Si le débiteur n'exécute pas ses engagements dans les délais fixés par le plan, le tribunal qui a arrêté le plan peut, après avis du ministère public, en décider la résolution.
Lorsque les échéances du plan ont été intégralement payées, le tribunal constate la bonne exécution du plan, à la demande du commissaire chargé de l'exécution du plan, du débiteur ou de tout intéressé.
Sauvegarde accélérée et sauvegarde financière accélérée
Deux variantes de la procédure de sauvegarde ont été introduites par d’une part, la loi de régulation bancaire et financière du 22 octobre 2010 pour la sauvegarde financière accélérée et d’autre part, l’ordonnance du 12 mars 2014 pour la sauvegarde accélérée.
Ces procédures ne peuvent être demandées que par un débiteur engagé dans une procédure de conciliation si ce dernier a élaboré un projet de plan susceptible d’assurer la pérennité de l’entreprise.
Ce projet de plan sera soumis au vote des comités de créanciers.
Conditions d’ouverture
Réservées aux entreprises de taille importantes, ces procédures ne peuvent être ouvertes qu’à l’égard d’un débiteur dont les comptes ont été certifiés par un commissaire aux comptes ou établis par un expert-comptable et qui répond à deux des conditions suivantes :
- le nombre des salariés est supérieur à 20 ;
- le CA est supérieur à 3 millions d’euros à la clôture du dernier exercice social ;
- ou le total bilan est supérieur à 1,5 millions d’euros à la clôture du dernier exercice social.
La procédure peut être également ouverte à l’égard d’une société qui a établi des comptes consolidés.
A l’instar de la sauvegarde financière accélérée, cette procédure ne peut être ouverte qu’au profit d’un débiteur déjà engagé dans une procédure de conciliation, l’accès direct à la sauvegarde accélérée n’étant pas possible.

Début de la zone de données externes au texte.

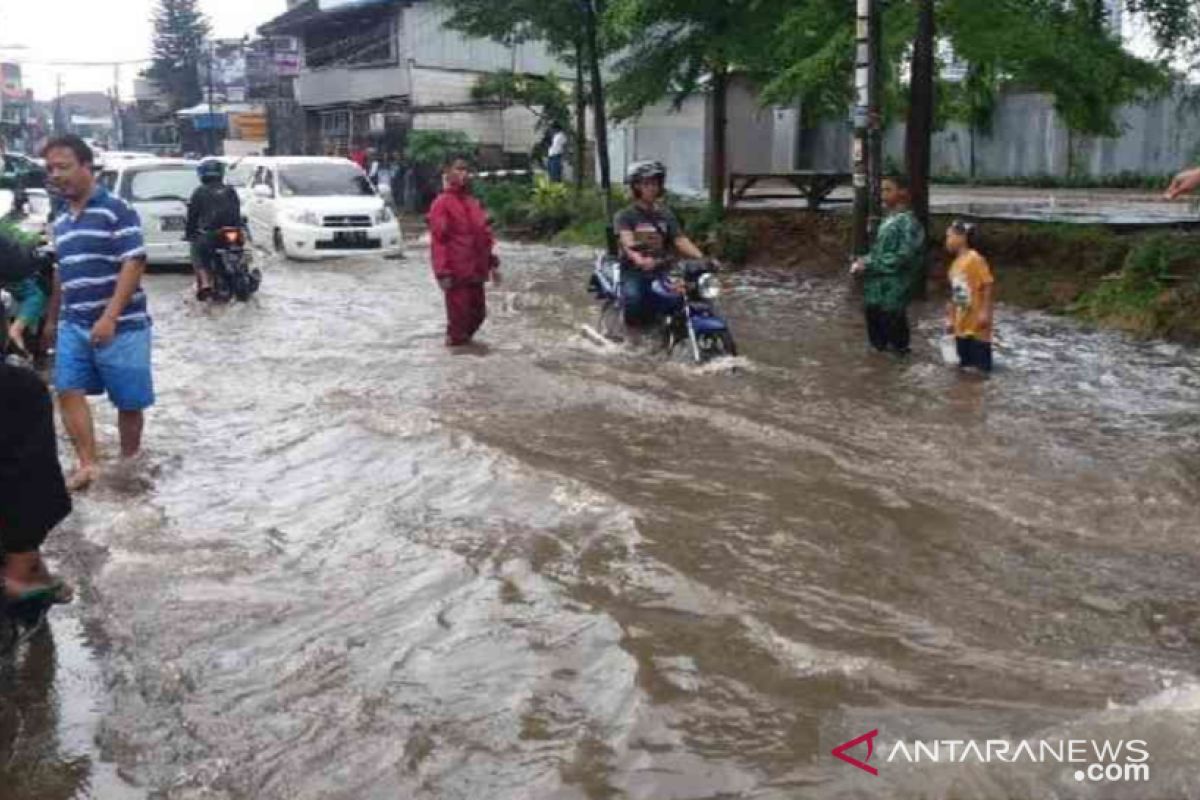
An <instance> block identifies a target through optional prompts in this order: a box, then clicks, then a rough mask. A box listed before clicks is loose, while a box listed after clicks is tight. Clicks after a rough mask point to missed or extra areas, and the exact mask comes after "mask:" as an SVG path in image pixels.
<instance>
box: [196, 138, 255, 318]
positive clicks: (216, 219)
mask: <svg viewBox="0 0 1200 800" xmlns="http://www.w3.org/2000/svg"><path fill="white" fill-rule="evenodd" d="M196 172H197V174H198V175H199V176H200V185H199V186H197V187H196V191H194V192H192V199H191V200H190V201H188V204H187V230H186V233H185V234H184V235H185V239H187V241H190V242H191V243H192V267H193V269H194V270H196V299H197V300H202V301H203V300H208V299H209V297H211V296H212V269H211V266H210V264H211V260H212V251H214V247H215V241H216V235H217V231H218V230H221V229H222V228H240V227H241V200H239V199H238V192H236V191H234V188H233V187H232V186H227V185H226V182H224V162H222V161H221V160H218V158H205V160H204V161H202V162H200V166H199V167H197V168H196Z"/></svg>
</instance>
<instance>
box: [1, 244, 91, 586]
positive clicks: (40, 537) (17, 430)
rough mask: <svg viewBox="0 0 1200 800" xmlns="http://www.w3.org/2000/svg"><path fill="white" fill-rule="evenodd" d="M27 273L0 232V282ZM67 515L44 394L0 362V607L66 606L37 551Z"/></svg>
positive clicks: (39, 388) (41, 559)
mask: <svg viewBox="0 0 1200 800" xmlns="http://www.w3.org/2000/svg"><path fill="white" fill-rule="evenodd" d="M34 270H35V261H34V255H32V253H31V252H29V248H28V247H24V246H23V245H20V243H19V242H17V241H14V240H12V239H10V237H7V236H5V235H4V233H2V231H0V281H19V279H23V278H26V277H28V276H29V275H31V273H32V272H34ZM5 323H6V320H5V313H4V306H0V351H4V344H5V337H6V335H7V330H8V327H7V325H6V324H5ZM68 513H71V498H70V495H68V494H67V488H66V482H65V481H64V479H62V467H61V465H60V464H59V449H58V440H56V439H55V435H54V404H53V403H52V402H50V393H49V391H48V390H47V389H46V384H43V383H42V380H41V378H38V377H37V374H36V373H35V372H34V371H31V369H26V368H23V367H14V366H10V365H7V363H5V362H2V361H0V553H2V554H4V555H2V561H4V571H2V577H0V593H2V603H0V604H6V606H16V607H19V606H20V604H23V603H35V604H38V606H42V607H44V606H46V604H49V603H61V602H70V601H71V599H72V596H73V591H72V590H71V588H70V587H68V585H66V583H64V582H62V581H60V579H59V578H55V577H54V576H53V575H50V572H49V570H48V569H47V567H46V563H44V561H43V560H42V557H41V552H40V551H41V547H42V543H43V542H44V541H46V537H47V535H48V534H49V533H50V531H52V530H53V529H54V527H55V525H58V524H59V523H60V522H62V519H65V518H66V516H67V515H68Z"/></svg>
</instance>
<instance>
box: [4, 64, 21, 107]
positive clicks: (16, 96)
mask: <svg viewBox="0 0 1200 800" xmlns="http://www.w3.org/2000/svg"><path fill="white" fill-rule="evenodd" d="M0 92H2V94H4V97H5V100H25V88H24V86H23V85H22V83H20V65H19V64H0Z"/></svg>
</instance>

Enfin, cette procédure suppose que le débiteur ne soit pas en cessation des paiements depuis plus de 45 jours (voir conditions d’ouverture de la conciliation).
Effet de la procédure
La procédure permet au débiteur de faire homologuer dans des délais très courts un projet de plan négocié avec ses principaux créanciers (financiers et fournisseurs pour la sauvegarde accélérée et uniquement financiers pour la sauvegarde financière accélérée) dans le cadre d’une procédure de conciliation préalable.
La durée d’élaboration de ce plan est limitée à 3 mois, prorogeable 1 mois pour la sauvegarde accélérée et à 1 mois prorogeable 1 mois pour la sauvegarde financière accélérée.
Le plan produit ses effets à l’égard de tous les créanciers antérieurs dans le cadre de la sauvegarde accélérée et uniquement à l’égard des créanciers financiers dans le cadre de la sauvegarde financière accélérée.
A défaut de plan de sauvegarde adopté dans ces délais, le Tribunal met fin à la procédure.
A noter, pour la sauvegarde financière accélérée cette procédure s’applique surtout à des entreprises qui n’ont pas de grosses difficultés de fonctionnement mais qui se sont fortement endettées auprès de leurs créanciers financiers.
Le projet de plan élaboré doit réunir un soutien suffisant de la part des créanciers financiers, c’est-à-dire les créanciers bancaires et assimilés, réunis dans un « comité des établissements de crédits ».
Pour l’une et l’autre de ces variantes de la sauvegarde de droit commun, il s’agit de trouver une issue à une procédure de conciliation qui aurait échoué à cause du refus de quelques créanciers de prendre part à l’accord de conciliation.